Kurzthese
Beschreibung
How can Open Science contribute to an open society with initiatives and organisations like Wikimedia, preprint repositories, collaborative platforms promoting economic development and overcome poverty on the African continent?
Numerous services and platforms have emerged in the last two years alone that provide more visibility and higher engagement for African scientists globally, such as pan-African preprint repositories like DICAMES and AfricArxiv, Open Access journals specifically targeting African research such as AAS Open Research and Scientific African, Open Access initiatives and platforms, to name a few.
This panel is going to address these developments as well as the importance of knowledge produced and shared in African languages. There is a multitude of local languages that are spoken and with these, several types of knowledge are conveyed, both academically as well as traditionally as indigenous knowledge. The latter is often described as "non-scientific" in the normative framework of science, but can greatly contribute to knowledge sharing from the African continent.

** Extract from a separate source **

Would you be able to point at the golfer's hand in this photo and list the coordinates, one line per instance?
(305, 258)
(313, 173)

The preprint repository AfricArxiv allows scientists to submit research output in English, French and any indigenous African language before publishing in a peer reviewed journal. Complementary, the Open African Repository (OAR) is an open source web platform that aims to gather in one place all the different sources of content - scientific or not - produced by Africans. As a free and open access platform OAR aims to assist students, researchers and anybody who wants to have access to different content related to and from Africa. As these initiatives still are relatively marginal movements on the continent we also need to understand what mechanisms and forces resist the development toward Open Research hence this panel will also discuss the experience from local academics’ point of view.